LinuxLists.cc - Using pmem from a driver exposing a memory mapping (mmap) to userspace

2015-04-28 15:35:24

Subject: Using pmem from a driver exposing a memory mapping (mmap) to userspace

Hi!

I'm currently adaping lttng-modules to use DAX and pmem.
It will allow LTTng buffers to be recovered after a kernel
crash. I've moved pretty much all struct page pointers to
page frame numbers, as I remember being told that pmem does
not have struct page.

Now I'm looking into adapting my mmap and page fault handler
implementation (based on struct page) to a page-frame number
based implementation when the ring buffer is backed by
persistent memory, which will probably not require any page
fault handler at all when based by pmem+dax memory.

My current work is in this branch: https://github.com/compudj/lttng-modules-dev/tree/persistent-memory-buffers
(see last commits)

LTTng-modules supports both mmap() and splice(), but I plan
to only provide mmap() support for persistent memory, since
splice() really requires struct page.

Are there existing driver mmap implementations doing similar
things, or do you have recommendations on how to implement
this ?

Thanks,

Mathieu

--
Mathieu Desnoyers
EfficiOS Inc.
http://www.efficios.com

2015-04-29 07:06:59

by Boaz Harrosh

[permalink] [raw]

Subject: Re: Using pmem from a driver exposing a memory mapping (mmap) to userspace

On 04/28/2015 06:35 PM, Mathieu Desnoyers wrote:
> Hi!
>
> I'm currently adaping lttng-modules to use DAX and pmem.
> It will allow LTTng buffers to be recovered after a kernel
> crash. I've moved pretty much all struct page pointers to
> page frame numbers, as I remember being told that pmem does
> not have struct page.
>
> Now I'm looking into adapting my mmap and page fault handler
> implementation (based on struct page) to a page-frame number
> based implementation when the ring buffer is backed by
> persistent memory, which will probably not require any page
> fault handler at all when based by pmem+dax memory.

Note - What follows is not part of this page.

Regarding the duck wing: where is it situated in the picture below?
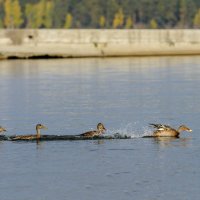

There will be page-faults at lease once for every combination
of application+page. Sure there may only be one per a+p
until the application does a close on the file.

Your job can be simple if you use the pmem's inode. You know
how each block-device is a mini file system with a single file.
Use bdev->bd_inode to get to the one inode associated with
your pmem bdev. Well this inode is IS_DAX(), so if you supply
your own get_block() function to the DAX handlers you need
not duplicate any mmap code at all.

(You can also use the same DAX infrastructure for the read/write_iter
implementation)

>
> My current work is in this branch: https://github.com/compudj/lttng-modules-dev/tree/persistent-memory-buffers
> (see last commits)
>
> LTTng-modules supports both mmap() and splice(), but I plan
> to only provide mmap() support for persistent memory, since
> splice() really requires struct page.
>

No splice just works fine. In-fact a NULL .splice_XXX vector
will use the default_file_splice_read/write which does a
copy and uses your regular read/write_iter vectors. So
leave the .splice NULL and it will be supported by your
read/write_iter interface.

> Are there existing driver mmap implementations doing similar
> things, or do you have recommendations on how to implement
> this ?
>

DAX.c lib does all that you need. You only need your own
translation from your device files to a chunk of pmem.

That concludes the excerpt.